If you thought the only connection between high-end, sun-grown cannabis and artisanal ice cream was a case of the munchies, you probably aren’t familiar with Pink Jesus. That’s the name of both Sonoma Hills Farm’s award-winning, wildly popular cultivar and the limited-run Humphry Slocombe ice cream flavor it inspired. And it’s the kind of genius collaboration cannabis brands should pay attention to.
That was my takeaway after popping by the Woods dispensary in West Hollywood last Saturday to meet Sonoma Hills Farm’s co-founder and chief operating officer Joyce Cenali who was scooping up free samples of the dope-inspired dairy product.
“It doesn’t have any cannabis in it,” Cenali assured curious customers. (In a truly only-in-L.A. moment, one fellow waved off a bright pink cup with the response: “Oh, I’m fine with the cannabis. It’s the sugar. I just can’t.”
(Fun fact: Products that combine cannabis and dairy products — butter being the singular exception — aren’t legal to sell under California law.)
What the sweet stuff does have, though, is a flavor profile Cenali said was developed to approximate this particular plant’s aroma and terpene profile.
“Beta-caryophyllene, myrcene and humulene are the three most predominant [terpenes],” Cenali said. “Generally, folks will say it’s like raspberries or black raspberries maybe with some ginger, some bubble gum or some licorice.” The ice cream created to capture that vibe, combines the flavors of raspberry, hibiscus and chipotle with a swirl of rose- and lavender-infused caramel.
The flavor first launched last April and was brought back again this year and is available at Humphry Slocombe scoop shops in the Bay Area while supplies last.
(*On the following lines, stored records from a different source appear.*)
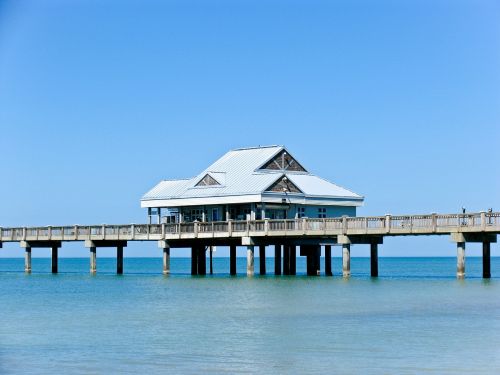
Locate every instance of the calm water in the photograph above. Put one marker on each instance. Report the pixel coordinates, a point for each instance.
(415, 318)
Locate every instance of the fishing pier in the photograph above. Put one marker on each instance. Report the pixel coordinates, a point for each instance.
(285, 236)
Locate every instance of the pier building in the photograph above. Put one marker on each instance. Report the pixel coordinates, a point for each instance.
(255, 183)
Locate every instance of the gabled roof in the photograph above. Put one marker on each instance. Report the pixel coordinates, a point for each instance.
(239, 172)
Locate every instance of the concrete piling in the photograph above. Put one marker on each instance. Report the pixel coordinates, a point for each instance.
(293, 260)
(262, 259)
(250, 260)
(119, 260)
(460, 260)
(486, 260)
(166, 260)
(54, 259)
(328, 260)
(286, 260)
(93, 260)
(194, 261)
(277, 259)
(232, 260)
(346, 260)
(374, 259)
(27, 260)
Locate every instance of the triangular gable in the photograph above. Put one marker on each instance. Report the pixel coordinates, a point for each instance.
(283, 161)
(283, 185)
(208, 180)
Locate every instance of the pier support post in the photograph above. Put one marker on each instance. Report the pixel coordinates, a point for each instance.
(286, 260)
(277, 259)
(328, 260)
(232, 260)
(486, 260)
(27, 260)
(262, 259)
(293, 260)
(54, 259)
(93, 260)
(346, 260)
(374, 259)
(250, 260)
(194, 261)
(166, 260)
(119, 260)
(460, 260)
(202, 260)
(211, 260)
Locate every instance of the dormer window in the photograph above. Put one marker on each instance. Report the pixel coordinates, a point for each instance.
(284, 185)
(207, 181)
(285, 162)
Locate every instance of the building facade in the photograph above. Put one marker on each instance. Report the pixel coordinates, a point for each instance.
(249, 184)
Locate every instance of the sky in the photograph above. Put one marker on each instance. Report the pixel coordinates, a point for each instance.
(99, 100)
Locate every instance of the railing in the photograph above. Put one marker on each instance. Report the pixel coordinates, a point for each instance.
(384, 225)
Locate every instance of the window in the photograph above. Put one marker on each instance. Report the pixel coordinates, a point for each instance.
(301, 212)
(322, 212)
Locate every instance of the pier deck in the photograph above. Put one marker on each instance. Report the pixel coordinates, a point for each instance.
(308, 233)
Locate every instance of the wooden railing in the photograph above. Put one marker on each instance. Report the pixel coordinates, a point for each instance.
(378, 225)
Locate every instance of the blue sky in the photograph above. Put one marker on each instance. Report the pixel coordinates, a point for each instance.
(99, 100)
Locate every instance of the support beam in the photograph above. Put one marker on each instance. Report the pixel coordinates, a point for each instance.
(346, 260)
(166, 260)
(328, 260)
(211, 261)
(460, 260)
(93, 260)
(286, 260)
(194, 261)
(486, 260)
(374, 259)
(250, 260)
(202, 260)
(277, 259)
(293, 260)
(27, 260)
(232, 260)
(262, 259)
(119, 260)
(54, 262)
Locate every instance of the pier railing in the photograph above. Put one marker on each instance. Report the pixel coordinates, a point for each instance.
(383, 225)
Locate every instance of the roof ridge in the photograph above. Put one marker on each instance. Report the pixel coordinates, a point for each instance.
(256, 147)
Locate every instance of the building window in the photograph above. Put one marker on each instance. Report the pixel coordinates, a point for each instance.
(322, 213)
(301, 212)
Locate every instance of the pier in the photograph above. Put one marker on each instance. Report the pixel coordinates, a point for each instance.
(285, 235)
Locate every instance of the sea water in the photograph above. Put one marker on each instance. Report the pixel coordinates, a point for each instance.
(415, 318)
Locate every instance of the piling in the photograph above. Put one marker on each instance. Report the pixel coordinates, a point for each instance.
(54, 259)
(486, 260)
(250, 260)
(346, 260)
(328, 260)
(277, 259)
(262, 259)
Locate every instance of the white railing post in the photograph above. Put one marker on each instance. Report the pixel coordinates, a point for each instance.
(387, 223)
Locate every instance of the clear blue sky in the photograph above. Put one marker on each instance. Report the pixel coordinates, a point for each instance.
(99, 100)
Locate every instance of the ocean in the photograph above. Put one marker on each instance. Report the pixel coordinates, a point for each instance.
(415, 318)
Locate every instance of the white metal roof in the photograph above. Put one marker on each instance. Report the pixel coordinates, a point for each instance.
(239, 175)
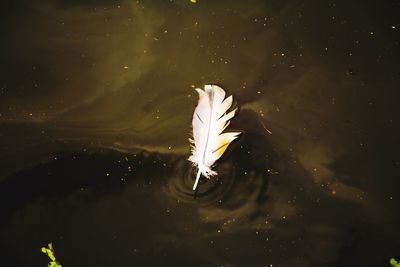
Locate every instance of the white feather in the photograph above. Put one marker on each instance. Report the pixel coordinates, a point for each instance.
(210, 119)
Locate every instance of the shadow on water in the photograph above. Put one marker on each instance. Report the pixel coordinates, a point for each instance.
(242, 170)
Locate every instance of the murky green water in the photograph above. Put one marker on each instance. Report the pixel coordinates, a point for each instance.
(95, 111)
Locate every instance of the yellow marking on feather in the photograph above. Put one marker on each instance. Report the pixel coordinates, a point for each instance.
(223, 145)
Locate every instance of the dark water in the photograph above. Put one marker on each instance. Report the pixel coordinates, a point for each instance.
(95, 111)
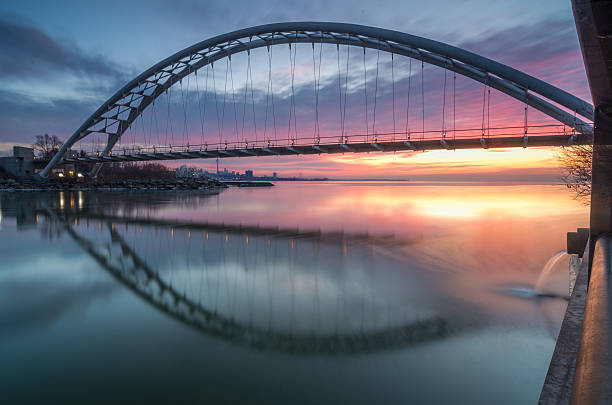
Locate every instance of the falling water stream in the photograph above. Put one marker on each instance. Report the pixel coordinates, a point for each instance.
(547, 270)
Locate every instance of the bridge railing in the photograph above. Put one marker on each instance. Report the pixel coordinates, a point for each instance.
(593, 376)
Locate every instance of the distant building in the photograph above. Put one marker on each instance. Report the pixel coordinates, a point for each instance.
(21, 164)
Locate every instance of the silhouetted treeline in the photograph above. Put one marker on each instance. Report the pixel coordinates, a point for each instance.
(126, 171)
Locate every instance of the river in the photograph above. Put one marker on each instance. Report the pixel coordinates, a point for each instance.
(331, 292)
The partnership, Cenali said, is a natural extension of the weed brand’s already serious connection to the foodie scene. Aaron Keefer, Sonoma Hills Farm’s vice president of cannabis cultivation and production was once the head gardener at Thomas Keller’s French Laundry.
According to Cenali, the inspiration works the other direction too — they created prerolled joints filled with Secret Breakfast (a cross between OG Kush and Grapes & Cream) as a nod to Humphry Slocombe’s bestselling signature flavor that includes bourbon ice cream and cornflake cookie crumbles.
She said both the culinary collabs have helped raise brand awareness beyond the canna-crowd.
“Absolutely [it has raised awareness],” Cenali said. “And seeing a format where a very well-known local food company is honoring us and then we can bring them into our endeavor has been really fun. … And it is encouraging [to] other chefs and other food people. At the end of the day, there's a lifestyle around eating ice cream and there’s a lifestyle around cannabis …”
It’s that last part — lifestyle — that has the potential to link fine food and fine flower even further here in California, continuing a long line of efforts that includes growers leaning into the the terpene profiles of their sun-grown weed and emphasizing their comparable-to-organic outdoor growing conditions, celebrity weed chefs hosting multiple-course infused gourmet dinners, wine-and-weed pairing seminars (like the ones offered by the sommelier/cannaseur known as the Herb Somm) and next-level confections. And, with the the California Dept. of Food and Agriculture working on an official cannabis appelations program establishing terroir designations similar to the one used by wine-grape growers, that kind of wider exposure could mean the difference between just surviving and truly succeeding in the Golden State’s beleaugured legal cannabis environment.
And the crosspollination doesn’t seem limited to the food and drink arena either, Cenali said that a Pink Jesus eau de parfum ($195 for 100 ml) created by luxury fragrance brand 19-69 rolled out earlier this year and a Pink Jesus candle is coming for the year-end holidays.
Until Cenali makes another scooping swing through SoCal, your best hope for scoring a taste is to scour the Bay Area Humphry Slocombe scoop shops to see what stock might remain.(Follow the Sonoma Hills Farm Instagram account for updates.)
Unless you’re lucky enough to be at this Saturday night’s California Cannabis Awards ceremony at the state fair, that is.
That’s where Cenali says she plans to dole out celebratory scoops of the sweet stuff at the afterparty in honor of Sonoma Hills Farm’s three 2025 medal winners; Chemberry CBD (which landed a bronze in the outdoor flower category), White CBG (silver, alo in the outdoor flower category) and their Pink Jesus hash hole joint, which snagged a gold in the solventless infused preroll category.
I’d like to imagine, in a very loaves-and-fishes way, that no matter how many people stop by and how many scoops are scooped, no one who wants to savor the sweet taste of victory Saturday evening will be turned away.